In her dreams, Frances saw the secret things that swam out of sight below the surface of the bright water and stared greedily up at the automobile passing along the causeway. Frances dreamed of what hid in the low grass of the insubstantial marshy islands, and what dead things lay twisted and broken in the ancient mud. She dreamed of what bones were buried in hummocks, saw what tore fishermen’s nets, and understood why fishermen themselves sometimes disappeared.
She woke—or ceased to dream—when the roadster emerged from the tunnel that ran beneath the last tendril of the segmented Mobile River. She turned and smiled, and always said, “Oh, we’re here already...”
The return trip to Perdido late in the day was different. Clouds defiled the purity of the sky, already darkening in the east ahead of them. The marshes, bays, rivers, and hummocks of grass seemed dirty and sodden. The small towns of Baldwin County were crowded, noisy, and crass. Even the pine forest was dusty and wearying. On the trip home Frances never dreamed, and never remembered what she had dreamed in the morning.

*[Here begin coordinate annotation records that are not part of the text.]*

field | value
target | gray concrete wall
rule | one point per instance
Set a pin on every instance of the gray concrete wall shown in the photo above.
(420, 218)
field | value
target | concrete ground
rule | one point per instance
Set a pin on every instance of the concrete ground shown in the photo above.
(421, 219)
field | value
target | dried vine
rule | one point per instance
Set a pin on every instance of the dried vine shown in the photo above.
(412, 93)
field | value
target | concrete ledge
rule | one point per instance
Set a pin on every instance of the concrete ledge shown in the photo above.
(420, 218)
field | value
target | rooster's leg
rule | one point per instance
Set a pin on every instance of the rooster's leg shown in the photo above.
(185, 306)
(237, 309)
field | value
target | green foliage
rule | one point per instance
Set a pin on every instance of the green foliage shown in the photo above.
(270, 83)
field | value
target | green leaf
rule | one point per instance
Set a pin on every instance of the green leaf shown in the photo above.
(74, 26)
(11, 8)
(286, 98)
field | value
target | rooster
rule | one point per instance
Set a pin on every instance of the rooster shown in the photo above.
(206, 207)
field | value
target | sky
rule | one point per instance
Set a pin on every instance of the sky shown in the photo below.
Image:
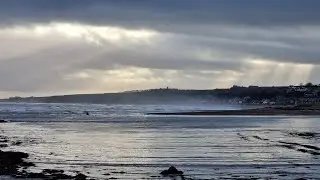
(50, 47)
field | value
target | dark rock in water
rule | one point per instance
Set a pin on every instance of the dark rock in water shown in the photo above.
(10, 162)
(171, 171)
(52, 171)
(3, 145)
(16, 143)
(80, 177)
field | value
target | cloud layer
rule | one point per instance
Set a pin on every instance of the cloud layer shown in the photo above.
(87, 46)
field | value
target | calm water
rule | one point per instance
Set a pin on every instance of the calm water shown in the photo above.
(115, 138)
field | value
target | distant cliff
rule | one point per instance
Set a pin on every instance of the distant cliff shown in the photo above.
(235, 95)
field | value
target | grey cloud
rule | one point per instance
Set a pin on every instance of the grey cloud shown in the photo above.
(164, 13)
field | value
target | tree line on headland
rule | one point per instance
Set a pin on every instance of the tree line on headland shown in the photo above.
(270, 95)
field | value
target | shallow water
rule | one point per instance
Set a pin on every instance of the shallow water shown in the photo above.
(124, 142)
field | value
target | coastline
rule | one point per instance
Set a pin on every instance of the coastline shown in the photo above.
(267, 111)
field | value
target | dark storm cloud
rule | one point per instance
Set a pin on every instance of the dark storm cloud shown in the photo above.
(163, 13)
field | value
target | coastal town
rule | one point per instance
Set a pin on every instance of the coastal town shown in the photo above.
(307, 94)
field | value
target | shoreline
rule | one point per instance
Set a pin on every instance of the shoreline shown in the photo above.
(268, 111)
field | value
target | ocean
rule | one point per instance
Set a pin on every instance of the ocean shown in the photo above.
(121, 141)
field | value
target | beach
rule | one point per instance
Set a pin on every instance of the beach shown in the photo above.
(121, 141)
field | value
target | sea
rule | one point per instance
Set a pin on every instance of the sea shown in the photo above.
(124, 142)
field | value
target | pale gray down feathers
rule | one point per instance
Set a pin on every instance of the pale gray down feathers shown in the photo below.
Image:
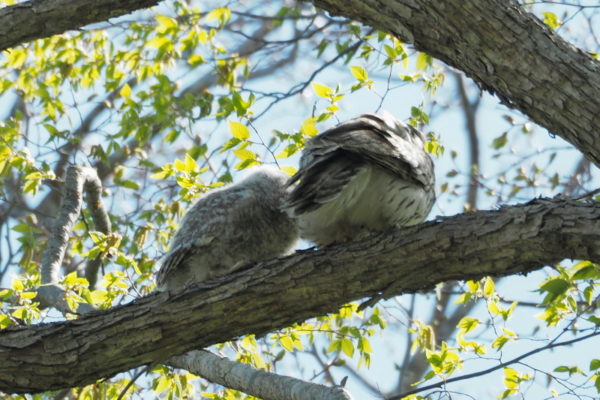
(228, 228)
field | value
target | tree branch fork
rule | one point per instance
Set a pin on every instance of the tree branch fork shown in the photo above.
(275, 294)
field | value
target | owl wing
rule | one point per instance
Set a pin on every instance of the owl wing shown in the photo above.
(333, 159)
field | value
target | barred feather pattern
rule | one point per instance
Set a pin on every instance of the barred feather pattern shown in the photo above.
(366, 175)
(229, 228)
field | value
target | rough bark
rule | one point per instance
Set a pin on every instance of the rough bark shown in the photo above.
(505, 50)
(280, 292)
(37, 19)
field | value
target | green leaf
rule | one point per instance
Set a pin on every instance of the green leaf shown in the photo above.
(423, 61)
(589, 272)
(244, 154)
(467, 324)
(322, 90)
(309, 127)
(125, 91)
(239, 130)
(500, 141)
(555, 286)
(287, 343)
(347, 347)
(551, 20)
(488, 287)
(162, 384)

In the evenings she always felt that something was missing, and she longed for the hours to pass, and for dawn to come again. Then in the morning, as Miriam drove over the causeway, Frances would again dream of what lay beneath the surface of the blue trembling water.
Chapter 48
Mobilization
Perdido gave scant thought to the war in Europe; the town was for the Allies, against the Axis, and that was that. Perdido was preoccupied with the upward struggle from the severe and repeated assaults of the Depression. Then, like the stunning surprise of a blow to the back of the head, the National Guard was mobilized in November of 1940. One hundred and seventeen young Perdido men were notified that they might be instantly called away. One of the old dormitories below Baptist Bottom that had been used to house levee workers was quickly converted into an armory, and those one hundred and seventeen mill workers, layabouts, and high school seniors congregated there every morning in expectation of marching orders. Christmas and New Year’s passed, but no orders came.

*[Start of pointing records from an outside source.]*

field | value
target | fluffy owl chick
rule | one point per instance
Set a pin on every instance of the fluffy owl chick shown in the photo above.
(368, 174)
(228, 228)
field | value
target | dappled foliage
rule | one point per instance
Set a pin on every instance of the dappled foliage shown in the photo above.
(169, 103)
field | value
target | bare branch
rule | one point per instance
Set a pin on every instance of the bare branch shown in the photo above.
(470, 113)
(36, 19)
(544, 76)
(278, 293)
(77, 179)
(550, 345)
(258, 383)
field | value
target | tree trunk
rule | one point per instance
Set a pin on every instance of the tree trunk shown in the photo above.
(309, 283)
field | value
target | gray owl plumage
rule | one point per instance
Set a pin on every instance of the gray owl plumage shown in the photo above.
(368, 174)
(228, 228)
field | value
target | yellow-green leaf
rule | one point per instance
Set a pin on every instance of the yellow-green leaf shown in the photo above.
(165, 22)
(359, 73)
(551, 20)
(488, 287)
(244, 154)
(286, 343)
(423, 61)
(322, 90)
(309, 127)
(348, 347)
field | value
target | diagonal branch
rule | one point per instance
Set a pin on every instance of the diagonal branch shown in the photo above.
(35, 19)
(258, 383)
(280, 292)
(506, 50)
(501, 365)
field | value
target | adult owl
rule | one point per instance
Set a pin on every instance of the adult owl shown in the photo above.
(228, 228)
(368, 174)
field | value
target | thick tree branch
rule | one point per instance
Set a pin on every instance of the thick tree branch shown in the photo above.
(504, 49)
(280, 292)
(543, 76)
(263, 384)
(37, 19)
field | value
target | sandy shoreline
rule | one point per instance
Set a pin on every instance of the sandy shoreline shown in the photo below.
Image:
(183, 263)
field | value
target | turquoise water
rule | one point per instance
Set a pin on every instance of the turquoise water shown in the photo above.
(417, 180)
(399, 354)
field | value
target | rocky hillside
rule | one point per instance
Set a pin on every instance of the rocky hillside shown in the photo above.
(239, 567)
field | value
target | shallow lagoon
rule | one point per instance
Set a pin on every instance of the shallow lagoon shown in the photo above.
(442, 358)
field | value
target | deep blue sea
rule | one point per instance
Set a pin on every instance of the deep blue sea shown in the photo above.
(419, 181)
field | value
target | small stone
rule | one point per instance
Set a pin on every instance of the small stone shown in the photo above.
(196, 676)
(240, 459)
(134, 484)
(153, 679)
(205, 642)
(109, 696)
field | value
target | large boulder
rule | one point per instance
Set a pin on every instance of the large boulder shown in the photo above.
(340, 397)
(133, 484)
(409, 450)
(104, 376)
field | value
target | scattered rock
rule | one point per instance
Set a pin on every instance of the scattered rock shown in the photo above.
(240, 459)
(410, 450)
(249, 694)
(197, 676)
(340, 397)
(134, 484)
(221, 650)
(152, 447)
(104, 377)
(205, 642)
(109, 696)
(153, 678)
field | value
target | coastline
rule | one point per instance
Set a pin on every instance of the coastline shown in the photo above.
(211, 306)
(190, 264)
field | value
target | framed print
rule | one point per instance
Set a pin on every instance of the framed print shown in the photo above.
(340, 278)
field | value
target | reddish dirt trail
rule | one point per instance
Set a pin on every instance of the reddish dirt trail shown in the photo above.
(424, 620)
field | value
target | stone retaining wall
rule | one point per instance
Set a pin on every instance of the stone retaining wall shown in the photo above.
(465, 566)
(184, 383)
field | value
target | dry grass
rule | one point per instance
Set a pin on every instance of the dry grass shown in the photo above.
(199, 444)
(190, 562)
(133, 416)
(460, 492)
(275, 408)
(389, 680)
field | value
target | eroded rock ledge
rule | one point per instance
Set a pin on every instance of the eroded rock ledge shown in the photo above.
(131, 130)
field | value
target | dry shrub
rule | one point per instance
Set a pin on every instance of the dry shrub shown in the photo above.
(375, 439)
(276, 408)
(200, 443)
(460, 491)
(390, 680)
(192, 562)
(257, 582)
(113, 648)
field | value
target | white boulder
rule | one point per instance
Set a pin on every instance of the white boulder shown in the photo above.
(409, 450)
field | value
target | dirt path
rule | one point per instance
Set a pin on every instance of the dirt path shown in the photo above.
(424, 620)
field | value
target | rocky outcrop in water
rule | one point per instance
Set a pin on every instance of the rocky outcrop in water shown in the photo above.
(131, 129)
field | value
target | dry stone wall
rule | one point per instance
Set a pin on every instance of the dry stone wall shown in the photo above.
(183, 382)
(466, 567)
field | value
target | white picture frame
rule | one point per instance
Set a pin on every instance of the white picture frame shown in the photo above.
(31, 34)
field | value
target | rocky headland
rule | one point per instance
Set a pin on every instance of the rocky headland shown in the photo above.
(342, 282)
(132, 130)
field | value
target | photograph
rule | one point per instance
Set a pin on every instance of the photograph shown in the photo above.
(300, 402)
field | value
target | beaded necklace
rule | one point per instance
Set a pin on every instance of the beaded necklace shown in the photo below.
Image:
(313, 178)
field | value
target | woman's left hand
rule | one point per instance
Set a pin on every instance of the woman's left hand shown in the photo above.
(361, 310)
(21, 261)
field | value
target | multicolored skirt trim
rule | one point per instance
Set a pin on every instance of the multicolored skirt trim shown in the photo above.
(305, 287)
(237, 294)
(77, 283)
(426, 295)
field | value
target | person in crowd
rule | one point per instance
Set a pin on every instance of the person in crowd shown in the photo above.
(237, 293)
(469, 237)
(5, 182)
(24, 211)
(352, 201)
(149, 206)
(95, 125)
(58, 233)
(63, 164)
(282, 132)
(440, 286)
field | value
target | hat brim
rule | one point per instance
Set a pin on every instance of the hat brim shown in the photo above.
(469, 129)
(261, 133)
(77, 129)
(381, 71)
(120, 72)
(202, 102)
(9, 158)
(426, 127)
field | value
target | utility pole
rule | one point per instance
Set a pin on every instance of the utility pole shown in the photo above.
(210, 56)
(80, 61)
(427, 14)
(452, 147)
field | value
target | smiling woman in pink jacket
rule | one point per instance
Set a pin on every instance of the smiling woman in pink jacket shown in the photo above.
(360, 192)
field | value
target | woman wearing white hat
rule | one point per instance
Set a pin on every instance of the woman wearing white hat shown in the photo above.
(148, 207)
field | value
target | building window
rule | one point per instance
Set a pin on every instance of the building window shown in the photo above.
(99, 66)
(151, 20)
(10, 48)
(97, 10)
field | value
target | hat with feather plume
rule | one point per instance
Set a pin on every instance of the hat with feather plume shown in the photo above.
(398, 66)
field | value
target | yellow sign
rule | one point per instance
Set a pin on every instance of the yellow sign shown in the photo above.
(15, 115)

Oscar was grateful that no call for the men had yet come; he needed his workers. During the Depression he had provided employment in Perdido that was far beyond the actual manpower needs of the Caskey mills and factories. In recent months, however, activity had picked up sharply. The War Department had placed orders for vast quantities of lumber and posts. Oscar learned that the new Camp Rucca was being built in the Alabama Wiregrass. He heard that Eglin Field, the air base over the Florida line, was tripling its size. Oscar placed notices in the Perdido Standard and in the newspapers of Atmore, Brewton, Bay Minette, Jay, Pensacola, and Mobile offering work to those men not yet put on active alert. Some came, but not as many as he had hoped. Many Baldwin and Escambia county boys had already been sent away. Every morning, as he was shaved in the barber’s chair, Oscar considered what he could do: hire high school boys in the afternoon, employ women in the lighter jobs that before had been held by men, and promote colored men into jobs that were presently denied them. These strategies were not yet necessary, and only Oscar anticipated a time when they would be required.